#14683 closed bug (fixed)

Slow compile times for Happy-generated source

Reported by: harpocrates Owned by:
Priority: high Milestone: 8.4.1
Component: Compiler Version: 8.2.2
Keywords: Cc: cblp, tdammers, simonmar, goldfire
Operating System: Unknown/Multiple Architecture: Unknown/Multiple
Type of failure: Compile-time performance bug Test Case:
Blocked By: Blocking:
Related Tickets: Differential Rev(s):
Wiki Page:

Description (last modified by harpocrates)

This came up while investigating the compile times of Happy grammars: https://github.com/simonmar/happy/issues/109. GHC 8 and later take a lot longer to compile grammars with types that rely on PartialTypeSignatures and have lots of wildcards.

There is an example repo (https://github.com/wiz/too-happy) in that thread containing a grammar whose generated code has lots of wildcards.

On my laptop, the project takes about 25 seconds to compile on 7.10.3. With 8.0.2, 8.2.2, and HEAD it takes on the order of 4 minutes.

Attachments (1)

Grammar.hs (243.0 KB) - added by harpocrates 23 months ago.

Download all attachments as: .zip

Change History (20)

comment:1 Changed 23 months ago by simonpj

a grammar whose generated code has lots of wildcards.

Would be possible to upload a standalone example? Perhaps just grab the offending generated file, remove unnecessary imports...

comment:2 Changed 23 months ago by harpocrates

Description: modified (diff)

Changed 23 months ago by harpocrates

Attachment: Grammar.hs added

comment:3 Changed 23 months ago by harpocrates

I've distilled the repo down to a single file. In the process, I've realized that the problem is actually not related to PartialTypeSignatures! On my machine:

$ time ghc-7.10.3 Grammar.hs
17.71s user 1.30s system 97% cpu 19.543 total

$ time ghc-8.0.2 Grammar.hs
139.23s user 1.77s system 99% cpu 2:22.31 total

$ time ghc-8.2.2 Grammar.hs
127.42s user 1.53s system 98% cpu 2:11.08 total

$ time ghc-head Grammar.hs
130.42s user 1.06s system 99% cpu 2:12.58 total

comment:4 Changed 23 months ago by harpocrates

Summary: Hole-y partial type signatures lead to slow compile timesSlow compile times for Happy-generated source

comment:5 Changed 23 months ago by simonpj

Type of failure: None/UnknownCompile-time performance bug

comment:6 Changed 23 months ago by simonpj

Thanks for distilling it. Ben and colleagues: worth looking into this to characterise what's going on. Thanks.

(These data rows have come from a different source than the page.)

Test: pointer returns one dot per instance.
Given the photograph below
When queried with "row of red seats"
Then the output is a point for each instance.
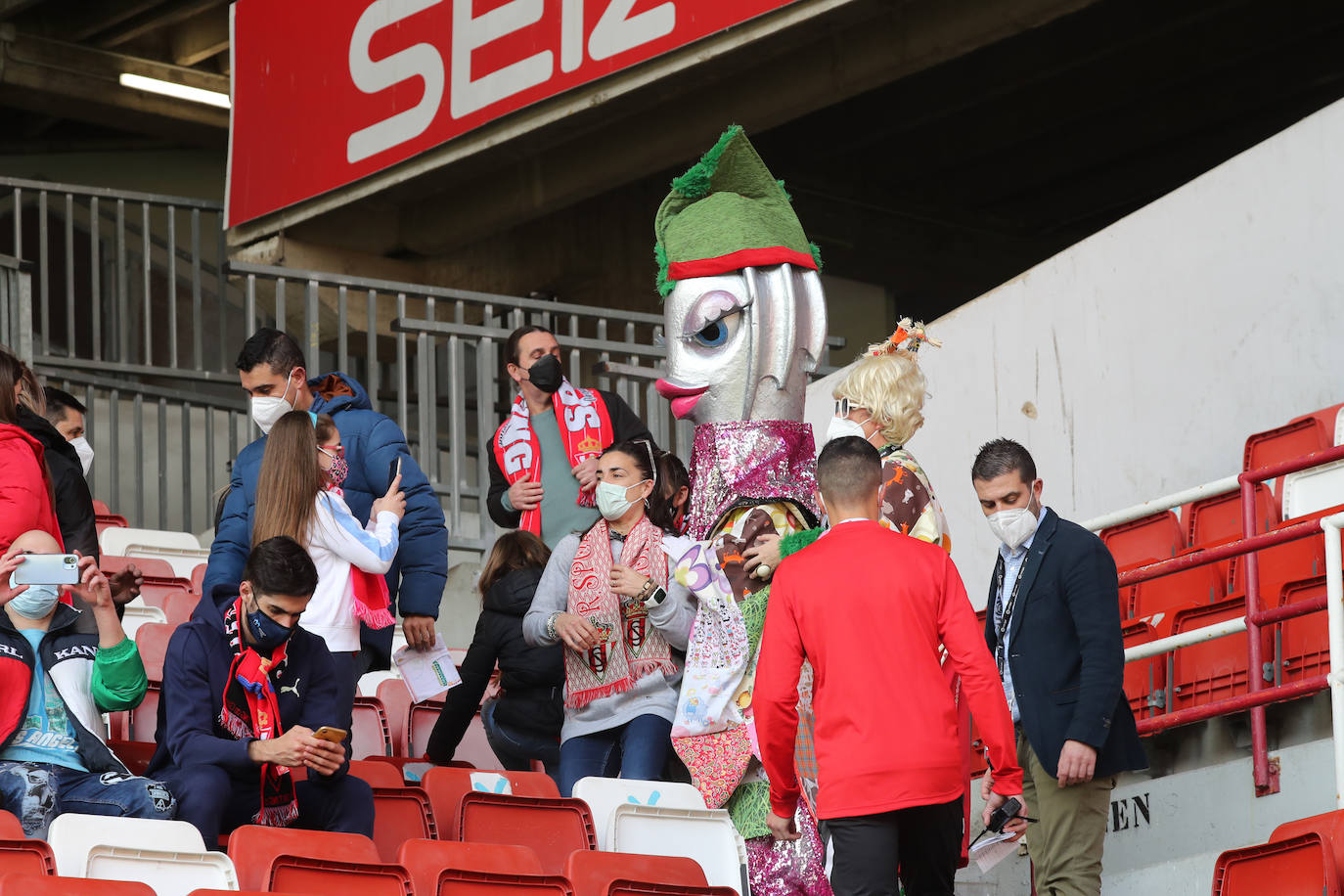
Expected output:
(1304, 856)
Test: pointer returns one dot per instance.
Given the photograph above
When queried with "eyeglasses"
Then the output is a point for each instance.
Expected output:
(844, 406)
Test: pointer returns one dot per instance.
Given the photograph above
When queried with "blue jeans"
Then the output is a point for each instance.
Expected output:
(636, 751)
(516, 748)
(38, 791)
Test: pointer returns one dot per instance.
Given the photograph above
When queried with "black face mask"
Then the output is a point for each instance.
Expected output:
(268, 633)
(546, 374)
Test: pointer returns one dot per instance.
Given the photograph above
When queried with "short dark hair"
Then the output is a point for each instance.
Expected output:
(281, 565)
(848, 469)
(1003, 456)
(516, 336)
(273, 348)
(60, 402)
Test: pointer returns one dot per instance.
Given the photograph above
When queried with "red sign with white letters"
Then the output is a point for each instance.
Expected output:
(327, 93)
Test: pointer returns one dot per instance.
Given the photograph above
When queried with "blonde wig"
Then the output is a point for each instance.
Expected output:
(891, 387)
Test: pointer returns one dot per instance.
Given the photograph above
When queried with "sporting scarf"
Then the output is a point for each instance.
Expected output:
(585, 427)
(631, 647)
(250, 709)
(373, 598)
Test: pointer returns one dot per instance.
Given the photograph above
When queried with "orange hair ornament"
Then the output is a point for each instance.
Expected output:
(909, 336)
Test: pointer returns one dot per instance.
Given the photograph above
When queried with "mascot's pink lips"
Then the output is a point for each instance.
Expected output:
(683, 396)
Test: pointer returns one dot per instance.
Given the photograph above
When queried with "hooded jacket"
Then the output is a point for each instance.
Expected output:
(195, 670)
(90, 681)
(532, 679)
(74, 504)
(373, 446)
(24, 488)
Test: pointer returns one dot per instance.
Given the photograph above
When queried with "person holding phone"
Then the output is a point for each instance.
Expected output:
(300, 495)
(54, 683)
(246, 692)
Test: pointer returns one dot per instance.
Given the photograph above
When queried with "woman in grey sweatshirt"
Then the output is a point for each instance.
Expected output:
(625, 733)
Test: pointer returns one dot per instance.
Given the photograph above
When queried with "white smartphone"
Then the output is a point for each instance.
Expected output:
(47, 568)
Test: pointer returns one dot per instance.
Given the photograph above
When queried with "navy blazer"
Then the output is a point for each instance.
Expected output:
(1066, 651)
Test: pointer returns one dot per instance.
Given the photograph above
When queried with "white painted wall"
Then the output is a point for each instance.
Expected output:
(1150, 349)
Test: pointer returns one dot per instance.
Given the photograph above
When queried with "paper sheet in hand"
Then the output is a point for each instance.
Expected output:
(992, 849)
(427, 673)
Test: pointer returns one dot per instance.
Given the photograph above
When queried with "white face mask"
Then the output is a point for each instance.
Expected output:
(843, 427)
(610, 500)
(83, 450)
(268, 409)
(1013, 527)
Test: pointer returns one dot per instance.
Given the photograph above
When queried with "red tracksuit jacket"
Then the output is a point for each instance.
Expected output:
(869, 608)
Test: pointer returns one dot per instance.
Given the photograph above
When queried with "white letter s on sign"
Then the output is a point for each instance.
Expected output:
(421, 61)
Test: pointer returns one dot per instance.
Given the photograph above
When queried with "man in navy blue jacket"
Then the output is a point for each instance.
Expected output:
(1053, 629)
(273, 374)
(244, 692)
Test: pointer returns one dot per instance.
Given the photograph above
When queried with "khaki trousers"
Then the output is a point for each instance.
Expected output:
(1066, 844)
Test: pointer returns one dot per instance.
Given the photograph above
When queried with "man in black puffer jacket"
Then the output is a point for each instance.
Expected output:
(524, 722)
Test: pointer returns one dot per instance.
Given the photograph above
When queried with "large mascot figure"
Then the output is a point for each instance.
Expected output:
(744, 326)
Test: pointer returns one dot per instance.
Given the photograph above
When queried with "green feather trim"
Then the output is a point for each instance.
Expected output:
(660, 255)
(695, 183)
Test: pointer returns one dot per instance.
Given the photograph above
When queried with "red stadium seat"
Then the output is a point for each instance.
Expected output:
(1159, 535)
(328, 877)
(425, 859)
(592, 872)
(21, 856)
(369, 735)
(1213, 669)
(133, 754)
(397, 702)
(254, 849)
(466, 882)
(1145, 680)
(1154, 601)
(1304, 435)
(10, 825)
(1304, 641)
(446, 786)
(377, 774)
(401, 813)
(1300, 864)
(553, 828)
(53, 885)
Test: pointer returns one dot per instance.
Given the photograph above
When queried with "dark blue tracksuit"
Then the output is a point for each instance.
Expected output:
(218, 786)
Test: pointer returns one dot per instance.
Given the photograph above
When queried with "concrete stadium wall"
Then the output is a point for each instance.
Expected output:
(1138, 362)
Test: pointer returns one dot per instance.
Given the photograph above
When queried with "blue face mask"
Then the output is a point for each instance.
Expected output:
(268, 633)
(36, 602)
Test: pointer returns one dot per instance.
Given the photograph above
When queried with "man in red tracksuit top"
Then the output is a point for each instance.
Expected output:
(869, 608)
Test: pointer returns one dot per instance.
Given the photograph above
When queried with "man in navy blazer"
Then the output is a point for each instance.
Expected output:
(1053, 629)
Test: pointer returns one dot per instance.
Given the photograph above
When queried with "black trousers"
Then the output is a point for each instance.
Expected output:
(918, 845)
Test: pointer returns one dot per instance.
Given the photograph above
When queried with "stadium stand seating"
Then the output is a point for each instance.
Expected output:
(425, 859)
(593, 872)
(448, 786)
(74, 835)
(254, 849)
(554, 828)
(43, 885)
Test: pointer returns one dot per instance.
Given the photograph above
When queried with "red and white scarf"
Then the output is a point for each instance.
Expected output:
(585, 426)
(632, 647)
(250, 709)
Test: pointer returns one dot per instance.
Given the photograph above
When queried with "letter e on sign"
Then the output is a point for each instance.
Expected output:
(420, 61)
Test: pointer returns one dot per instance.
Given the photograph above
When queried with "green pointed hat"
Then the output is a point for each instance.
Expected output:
(726, 214)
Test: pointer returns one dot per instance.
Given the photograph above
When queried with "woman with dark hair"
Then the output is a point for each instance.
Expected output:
(606, 596)
(298, 495)
(25, 495)
(523, 723)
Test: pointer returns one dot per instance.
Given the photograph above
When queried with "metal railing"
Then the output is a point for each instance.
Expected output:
(1260, 694)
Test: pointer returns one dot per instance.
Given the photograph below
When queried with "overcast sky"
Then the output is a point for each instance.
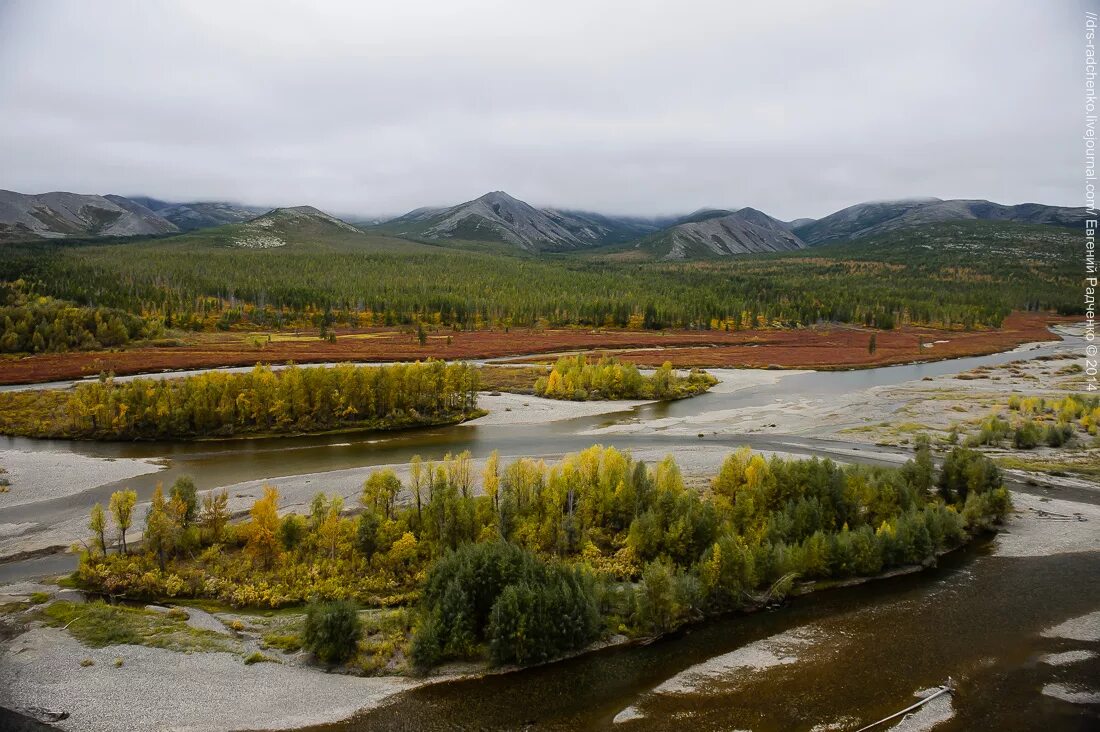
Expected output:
(633, 107)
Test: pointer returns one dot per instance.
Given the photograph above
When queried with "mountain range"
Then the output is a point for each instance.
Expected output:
(502, 220)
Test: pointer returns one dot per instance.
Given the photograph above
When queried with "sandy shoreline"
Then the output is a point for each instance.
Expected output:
(44, 476)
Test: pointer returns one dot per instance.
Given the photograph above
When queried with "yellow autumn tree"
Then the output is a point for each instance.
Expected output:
(263, 545)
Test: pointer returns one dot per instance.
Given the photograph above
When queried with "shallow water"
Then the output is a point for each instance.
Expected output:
(866, 652)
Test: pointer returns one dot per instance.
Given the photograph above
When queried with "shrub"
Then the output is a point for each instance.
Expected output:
(526, 609)
(256, 657)
(1026, 436)
(1058, 435)
(332, 630)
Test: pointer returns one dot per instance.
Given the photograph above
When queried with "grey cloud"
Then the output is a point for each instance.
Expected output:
(796, 109)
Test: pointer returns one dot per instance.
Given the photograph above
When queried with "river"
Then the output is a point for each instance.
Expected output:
(845, 657)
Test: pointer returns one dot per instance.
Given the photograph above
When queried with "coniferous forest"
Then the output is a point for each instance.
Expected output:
(959, 274)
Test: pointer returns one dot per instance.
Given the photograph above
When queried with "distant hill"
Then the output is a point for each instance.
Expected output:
(58, 215)
(497, 217)
(879, 217)
(494, 217)
(202, 215)
(713, 233)
(283, 226)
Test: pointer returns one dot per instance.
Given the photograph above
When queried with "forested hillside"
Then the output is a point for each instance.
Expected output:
(960, 274)
(34, 324)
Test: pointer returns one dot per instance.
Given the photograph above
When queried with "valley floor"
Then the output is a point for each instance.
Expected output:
(825, 347)
(42, 667)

comment:7 Changed 23 months ago by cblp

Cc: cblp added

comment:8 Changed 23 months ago by bernie

I believe this issue is causing a massive slow down in the compilation of the language-python library (https://github.com/bjpop/language-python). It used to take a couple of minutes to compile the library, now it takes 7 hours with ghc 8.2.1.

comment:9 Changed 23 months ago by bgamari

Cc: tdammers added
Milestone: 8.4.1
Priority: normalhigh

Tobias, perhaps you want to have a look at this when you are done with your current task?

comment:10 Changed 23 months ago by simonmar

Cc: simonmar added

comment:11 Changed 23 months ago by tdammers

First thing that stands out here is long lists of type vars in the generated code. Maybe something similar to #7258 is going on here? Going to investigate.

comment:12 Changed 23 months ago by alexbiehl

Tobias, I saw you mentioning #7258 here.

I ran over Grammar.hs with my sampling code from for #14461:

  • there are 245 non-toplevel StgRhsClosures
  • the deepest StgRhsClosure is nested 5 levels
  • Of that 245,
    • 168 have 0 free variables
    • 53 have 1 free variables
    • 16 have 2 free variables
    • 6 have 3 free variables
    • 1 has 4 free variables
    • 1 has 7 free variables
    • 206 share 0 free variables with their parent
    • 32 share 1 free variable with their parent
    • 6 share 2 free variables with their parent
    • 1 shares 3 free variables with their parent

I think this is not related to code generation. My timing shows most of the time is spent before CoreToStg. Codegen is a lot less. Our pathological cases #7258 had A LOT more (basically around 100 StgRhsClosures sharing around 150 fvs with their parents) free variable business going on.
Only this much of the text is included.